IPP durability - Dummies version

Postby ColoplastTitanUpOver » Fri Nov 14, 2025 10:10 pm

Here’s a paper my surgeon just sent me on IPP durability. For anyone whose brain runs on low graphics mode like mine, here’s the IPP Durability for Dummies edition by ChatGPT :)

https://www.goldjournal.net/article/S0090-4295(22)00268-0/fulltext

Long-Term Survival Rates of Inflatable Penile Prostheses: Systematic Review and Meta-Analysis
Larry E Miller et al. Urology. 2022 Aug.


What it says, in normal English language:

1. What are they trying to figure out?

They want to know:

* How long IPPs actually last in real life.

* Whether any factors (like time period, patient features, study design) change how long they last.

“Device survival” here means the implant is still inside you and has not needed surgery to fix or remove it for any reason (mechanical failure, infection, erosion, etc.).

2. How did they study it?

This is not one hospital’s series.

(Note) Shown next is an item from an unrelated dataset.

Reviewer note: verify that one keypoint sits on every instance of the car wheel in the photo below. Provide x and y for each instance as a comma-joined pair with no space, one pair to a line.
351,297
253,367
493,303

It is a systematic review plus meta-analysis.

They:

* Searched Medline, Embase, and Cochrane for studies of men who had inflatable implants (no malleables) and at least 5 years of follow-up on device survival.

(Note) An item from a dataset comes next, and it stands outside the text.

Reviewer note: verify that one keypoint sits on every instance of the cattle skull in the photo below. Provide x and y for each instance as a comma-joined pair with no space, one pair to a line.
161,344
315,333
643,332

* Ended up with 12 studies including 20,161 men.

* Median age across studies was 57 years.

They then:

* Pooled the data with a random-effects meta-analysis to estimate survival at 1, 3, 5, 10, 15, and 20 years after surgery.

* Did a “one-study-removed” sensitivity analysis: drop one study at a time and re-run the stats to check if any single study is warping the results.

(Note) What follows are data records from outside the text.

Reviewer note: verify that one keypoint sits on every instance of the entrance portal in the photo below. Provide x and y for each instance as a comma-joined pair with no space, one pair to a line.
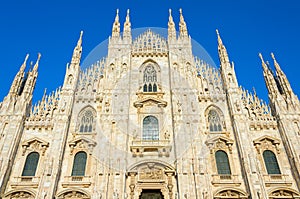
151,194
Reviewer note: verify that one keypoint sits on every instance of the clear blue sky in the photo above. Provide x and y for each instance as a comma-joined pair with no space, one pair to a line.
52,28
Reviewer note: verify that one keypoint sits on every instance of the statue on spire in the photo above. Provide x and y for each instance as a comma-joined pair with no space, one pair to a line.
283,81
171,26
269,78
18,78
223,56
127,27
77,51
116,26
182,25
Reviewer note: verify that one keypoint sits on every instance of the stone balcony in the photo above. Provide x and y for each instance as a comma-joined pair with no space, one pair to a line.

* Did subgroup analysis to see if things like being an older vs newer study changed survival.

3. The core numbers: how long does an IPP last?

Across all 12 studies and 20,161 patients, they found these survival rates:

* 1 year: 93.3 percent of implants still in with no revision.
* 3 years: 91.0 percent.
* 5 years: 87.2 percent.
* 10 years: 76.8 percent.
* 15 years: 63.7 percent.
* 20 years: 52.9 percent.

From this, they conclude the median device survival time of an inflatable implant is about 20 years. In other words, by around 20 years after surgery, half of the original implants are still there and have never been revised, and half have needed some kind of surgical fix or removal.

Rough translation:

* About three out of four devices are still fine at 10 years.
* Just over half are still fine at 20 years.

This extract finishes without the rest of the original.